2. Lots of Articles ‘Christmas tree’ are added
These are additional grants and programs added at the request of legislators. They include $ 300,000 to improve the terrain of the Franklin Township Little League; $ 500,000 for a band shell at Woolsey Park in Hopewell Township; $ 350,000 to restore Myrtle Charles Park in Metuchen; $ 10 million for the North Bergen School District to purchase a property; and $ 72,000 to Long Branch, Oceanport and Monmouth Beach to help support municipal cleanup of dead fish.
3. Tax collection for the coming year are projected at $ 42 billion
Republicans say the structural deficit could lead to tax increases within a year. It appears that in many cases, when the Treasury forecasts and those of the Legislative Services Office differ, the budget bill adopts the smaller projection.
4. Tap into the “rainy day fund”
Although the budget starts with a surplus of $ 10 billion, the state will nonetheless use $ 883 million of its “”funds for rainy days”Intended to hold unanticipated surplus income until a period of fiscal distress. But the fund – which starts the year with $ 2.2 billion and ends it with a projected $ 1.3 billion – was going to be drained entirely from Murphy’s original budget, so it’s partially protected.
5. Budget surplus
The state’s overall surplus at the end of the year on June 30, 2022 is estimated at nearly $ 5.8 billion. The unallocated surplus is $ 500 million, up from $ 4 billion at the start of the budget year.

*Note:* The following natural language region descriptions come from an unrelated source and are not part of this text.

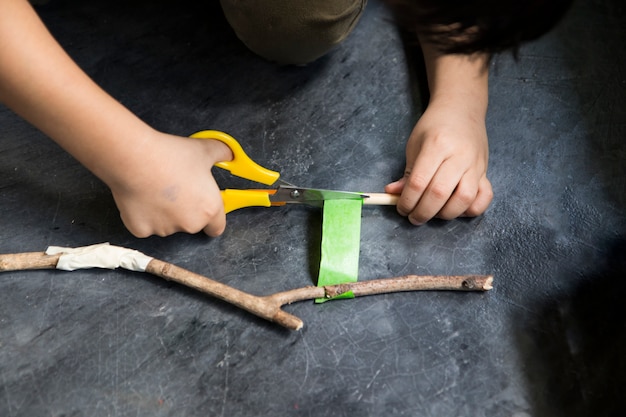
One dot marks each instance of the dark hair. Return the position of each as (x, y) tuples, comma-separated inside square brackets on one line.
[(467, 26)]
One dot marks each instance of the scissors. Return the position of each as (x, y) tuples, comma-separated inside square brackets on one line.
[(282, 193)]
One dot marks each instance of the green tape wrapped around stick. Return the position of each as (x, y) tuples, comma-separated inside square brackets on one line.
[(341, 242)]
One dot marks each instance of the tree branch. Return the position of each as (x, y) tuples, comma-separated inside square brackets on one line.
[(270, 307)]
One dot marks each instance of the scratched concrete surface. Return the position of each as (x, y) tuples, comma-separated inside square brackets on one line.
[(548, 340)]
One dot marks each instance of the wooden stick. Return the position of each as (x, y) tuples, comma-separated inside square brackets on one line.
[(269, 307), (381, 199)]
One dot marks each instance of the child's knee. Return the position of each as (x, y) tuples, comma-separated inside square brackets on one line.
[(292, 31)]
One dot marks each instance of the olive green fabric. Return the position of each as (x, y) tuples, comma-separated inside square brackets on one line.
[(292, 31)]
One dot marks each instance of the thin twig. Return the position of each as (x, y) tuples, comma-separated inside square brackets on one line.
[(269, 307)]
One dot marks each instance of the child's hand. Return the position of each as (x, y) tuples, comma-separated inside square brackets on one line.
[(446, 166), (171, 189)]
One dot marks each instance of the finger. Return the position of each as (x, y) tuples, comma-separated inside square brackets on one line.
[(437, 194), (483, 199), (461, 199), (215, 229), (395, 187), (416, 182), (218, 151), (217, 222)]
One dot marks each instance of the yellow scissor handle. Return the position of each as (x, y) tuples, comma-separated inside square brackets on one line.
[(236, 199), (241, 165)]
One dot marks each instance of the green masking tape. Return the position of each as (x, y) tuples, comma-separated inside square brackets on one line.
[(341, 241)]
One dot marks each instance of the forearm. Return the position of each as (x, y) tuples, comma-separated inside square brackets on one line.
[(455, 79), (41, 83)]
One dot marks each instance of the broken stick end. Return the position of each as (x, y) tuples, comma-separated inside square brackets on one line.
[(488, 285)]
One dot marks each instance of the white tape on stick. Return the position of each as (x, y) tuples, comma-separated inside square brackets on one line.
[(101, 255)]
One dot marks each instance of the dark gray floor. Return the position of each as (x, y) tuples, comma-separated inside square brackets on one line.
[(548, 340)]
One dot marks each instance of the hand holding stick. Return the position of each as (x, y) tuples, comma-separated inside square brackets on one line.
[(267, 307)]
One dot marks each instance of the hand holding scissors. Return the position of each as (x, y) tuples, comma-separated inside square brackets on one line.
[(283, 192)]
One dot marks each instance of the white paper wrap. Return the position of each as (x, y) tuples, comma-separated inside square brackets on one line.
[(101, 255)]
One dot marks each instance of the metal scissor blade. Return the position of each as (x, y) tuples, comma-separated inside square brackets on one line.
[(311, 196)]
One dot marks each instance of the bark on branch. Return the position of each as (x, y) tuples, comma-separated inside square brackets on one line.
[(270, 307)]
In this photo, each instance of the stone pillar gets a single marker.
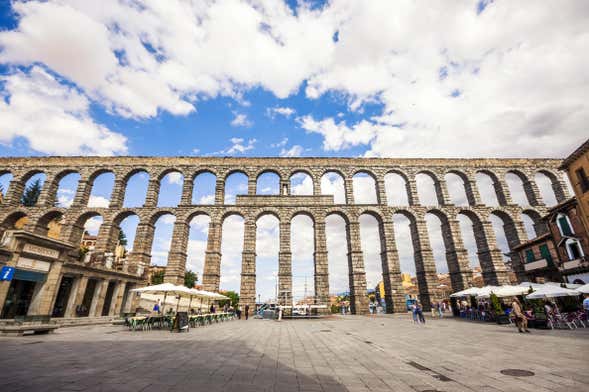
(442, 192)
(358, 297)
(472, 191)
(16, 188)
(212, 268)
(321, 263)
(247, 293)
(98, 300)
(117, 301)
(561, 192)
(425, 266)
(153, 190)
(381, 191)
(140, 257)
(251, 186)
(515, 232)
(284, 265)
(391, 270)
(220, 192)
(178, 252)
(82, 193)
(349, 189)
(502, 192)
(186, 198)
(533, 193)
(76, 295)
(412, 195)
(456, 255)
(490, 257)
(48, 196)
(117, 197)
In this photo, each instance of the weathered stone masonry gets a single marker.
(286, 206)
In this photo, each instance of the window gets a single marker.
(564, 225)
(530, 256)
(583, 180)
(545, 252)
(574, 249)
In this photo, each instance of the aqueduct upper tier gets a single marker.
(285, 205)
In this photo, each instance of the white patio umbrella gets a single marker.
(465, 293)
(550, 291)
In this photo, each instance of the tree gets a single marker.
(157, 277)
(190, 279)
(234, 298)
(31, 194)
(122, 237)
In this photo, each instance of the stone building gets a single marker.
(576, 166)
(101, 286)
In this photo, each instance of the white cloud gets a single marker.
(98, 201)
(241, 120)
(52, 117)
(294, 151)
(280, 110)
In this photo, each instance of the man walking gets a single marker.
(520, 318)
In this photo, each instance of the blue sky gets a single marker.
(300, 78)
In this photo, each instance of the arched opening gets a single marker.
(332, 183)
(545, 186)
(162, 239)
(301, 184)
(102, 186)
(516, 187)
(198, 236)
(487, 188)
(136, 189)
(231, 248)
(203, 188)
(337, 256)
(5, 179)
(426, 189)
(235, 184)
(456, 189)
(32, 190)
(364, 188)
(267, 247)
(303, 268)
(396, 189)
(371, 249)
(268, 183)
(170, 189)
(66, 190)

The surplus includes $ 3.7 billion invested in a Debt fund, including $ 2.5 billion to repay higher-cost debt and $ 1.2 billion to avoid future debt increases by covering the cost of capital projects on a pay-as-you-go basis.
6. Money for NJ Transit
New Jersey TransitThe Agency’s operating budget will always depend on transfers from New Jersey’s clean energy programs and the agency’s capital budget. Senate Majority Leader Loretta Weinberg D-Bergen is upset. But the affordable housing programs that were to be funded by the Affordable Housing Trust Fund will instead come from the general budget, at a cost of $ 57 million.
7. School funding
The budget keeps the forecast school aid cuts in about a third of districts, continuing the transition to the long-ignored school funding formula despite the tax windfall. An additional $ 100 million has been added for extraordinary assistance with special education spending, which is shared statewide.
8. Funding of pensions
the pension payment, already forecast at a record $ 6.4 billion to mark the first full contribution in more than two decades, increases by $ 505 million to about $ 6.9 billion. The government has lowered its assumption on the return on its investment assets each year and will drop it from 7.3% to 7% a year earlier than expected.

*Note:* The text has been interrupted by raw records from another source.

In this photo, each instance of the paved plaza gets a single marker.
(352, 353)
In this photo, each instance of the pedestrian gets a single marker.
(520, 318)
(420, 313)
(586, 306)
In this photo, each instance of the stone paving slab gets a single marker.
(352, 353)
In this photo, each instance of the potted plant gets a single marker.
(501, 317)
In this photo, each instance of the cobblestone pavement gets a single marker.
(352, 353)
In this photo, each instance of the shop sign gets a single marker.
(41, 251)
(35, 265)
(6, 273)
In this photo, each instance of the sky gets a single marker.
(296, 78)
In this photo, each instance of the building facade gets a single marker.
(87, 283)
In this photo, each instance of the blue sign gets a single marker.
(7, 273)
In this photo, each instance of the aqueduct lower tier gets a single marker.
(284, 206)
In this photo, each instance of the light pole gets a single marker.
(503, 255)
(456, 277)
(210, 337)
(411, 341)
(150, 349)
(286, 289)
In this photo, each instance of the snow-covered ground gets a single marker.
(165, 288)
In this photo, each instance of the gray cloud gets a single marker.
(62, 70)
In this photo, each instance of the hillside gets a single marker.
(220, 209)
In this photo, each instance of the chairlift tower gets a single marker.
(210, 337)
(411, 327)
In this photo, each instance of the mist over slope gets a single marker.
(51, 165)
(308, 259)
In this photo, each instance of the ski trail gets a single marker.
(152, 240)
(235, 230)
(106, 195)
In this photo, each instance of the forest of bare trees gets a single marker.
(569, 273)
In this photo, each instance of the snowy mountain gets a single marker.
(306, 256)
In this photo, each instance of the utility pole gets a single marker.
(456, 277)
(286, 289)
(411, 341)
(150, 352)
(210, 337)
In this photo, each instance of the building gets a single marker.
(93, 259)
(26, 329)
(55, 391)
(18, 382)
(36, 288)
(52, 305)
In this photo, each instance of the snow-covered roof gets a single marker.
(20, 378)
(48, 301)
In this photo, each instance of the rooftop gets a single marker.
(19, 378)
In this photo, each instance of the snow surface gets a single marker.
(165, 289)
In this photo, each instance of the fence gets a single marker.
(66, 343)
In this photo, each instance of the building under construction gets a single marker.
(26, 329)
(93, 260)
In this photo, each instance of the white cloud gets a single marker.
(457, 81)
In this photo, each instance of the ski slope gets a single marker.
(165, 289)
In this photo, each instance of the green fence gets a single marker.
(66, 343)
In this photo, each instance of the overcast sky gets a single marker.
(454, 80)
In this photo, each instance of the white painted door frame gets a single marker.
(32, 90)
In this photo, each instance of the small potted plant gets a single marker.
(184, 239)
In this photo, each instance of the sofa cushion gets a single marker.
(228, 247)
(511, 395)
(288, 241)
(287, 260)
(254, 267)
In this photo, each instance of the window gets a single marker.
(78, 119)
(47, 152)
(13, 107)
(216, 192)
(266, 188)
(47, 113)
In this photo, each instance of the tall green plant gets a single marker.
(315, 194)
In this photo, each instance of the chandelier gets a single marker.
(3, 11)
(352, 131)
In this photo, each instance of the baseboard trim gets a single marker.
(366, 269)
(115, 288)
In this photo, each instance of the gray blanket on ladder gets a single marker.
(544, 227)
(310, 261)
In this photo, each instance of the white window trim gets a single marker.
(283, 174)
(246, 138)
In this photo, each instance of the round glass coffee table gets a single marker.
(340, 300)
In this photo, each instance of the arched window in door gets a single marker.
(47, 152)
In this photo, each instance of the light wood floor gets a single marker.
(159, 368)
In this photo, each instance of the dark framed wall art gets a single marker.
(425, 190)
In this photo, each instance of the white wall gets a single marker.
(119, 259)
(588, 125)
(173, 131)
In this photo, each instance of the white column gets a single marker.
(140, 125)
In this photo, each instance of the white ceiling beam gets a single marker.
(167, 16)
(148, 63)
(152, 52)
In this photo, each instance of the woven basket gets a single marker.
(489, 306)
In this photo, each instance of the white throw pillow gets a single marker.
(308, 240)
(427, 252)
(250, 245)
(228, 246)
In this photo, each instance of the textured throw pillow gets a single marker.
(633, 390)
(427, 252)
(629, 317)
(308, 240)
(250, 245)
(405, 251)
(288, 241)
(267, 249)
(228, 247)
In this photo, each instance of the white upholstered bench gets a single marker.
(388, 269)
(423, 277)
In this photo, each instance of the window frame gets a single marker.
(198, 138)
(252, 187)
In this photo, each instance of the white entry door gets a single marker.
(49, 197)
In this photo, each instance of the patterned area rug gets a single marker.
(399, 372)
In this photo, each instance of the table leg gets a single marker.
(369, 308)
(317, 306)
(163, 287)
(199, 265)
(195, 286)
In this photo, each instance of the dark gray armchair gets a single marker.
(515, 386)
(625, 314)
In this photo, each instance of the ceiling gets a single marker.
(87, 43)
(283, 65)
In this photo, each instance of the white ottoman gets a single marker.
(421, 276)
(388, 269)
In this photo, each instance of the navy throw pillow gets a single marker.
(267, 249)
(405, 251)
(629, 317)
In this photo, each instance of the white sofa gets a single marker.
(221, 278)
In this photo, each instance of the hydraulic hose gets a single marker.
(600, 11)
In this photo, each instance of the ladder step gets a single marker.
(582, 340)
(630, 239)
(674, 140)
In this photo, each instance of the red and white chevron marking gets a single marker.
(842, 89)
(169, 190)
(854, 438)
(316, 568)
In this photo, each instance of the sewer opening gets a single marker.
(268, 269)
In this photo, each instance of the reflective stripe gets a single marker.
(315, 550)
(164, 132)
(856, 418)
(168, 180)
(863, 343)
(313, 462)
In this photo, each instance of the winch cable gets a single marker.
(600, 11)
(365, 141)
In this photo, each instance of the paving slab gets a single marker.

9. Tax breaks for retirees
A tax exemption on retirement income will be expanded to cover revenues between $ 100,000 and $ 150,000, in two additional installments. This will cover approximately 69,000 retirees.
10. Help for students and families
New tax savings for college fees will be available for families earning up to $ 200,000. The budget also adds an additional $ 37 million in direct assistance to students through Tuition Assistance Grants and the Educational Opportunities Fund.
11. Transport financing
An additional $ 75 million is included in the budget for local transport projects.
12. Money for hospitals
Charitable care funding to hospitals for their care of uninsured patients is increased by $ 40 million.
13. Aid to immigrants
The budget now includes $ 3 million for legal services for unaccompanied minors, an expansion of the state legal aid to immigrants facing deportation. But this does not include direct aid to “excluded workers” who were not eligible for stimulus checks or unemployment benefits.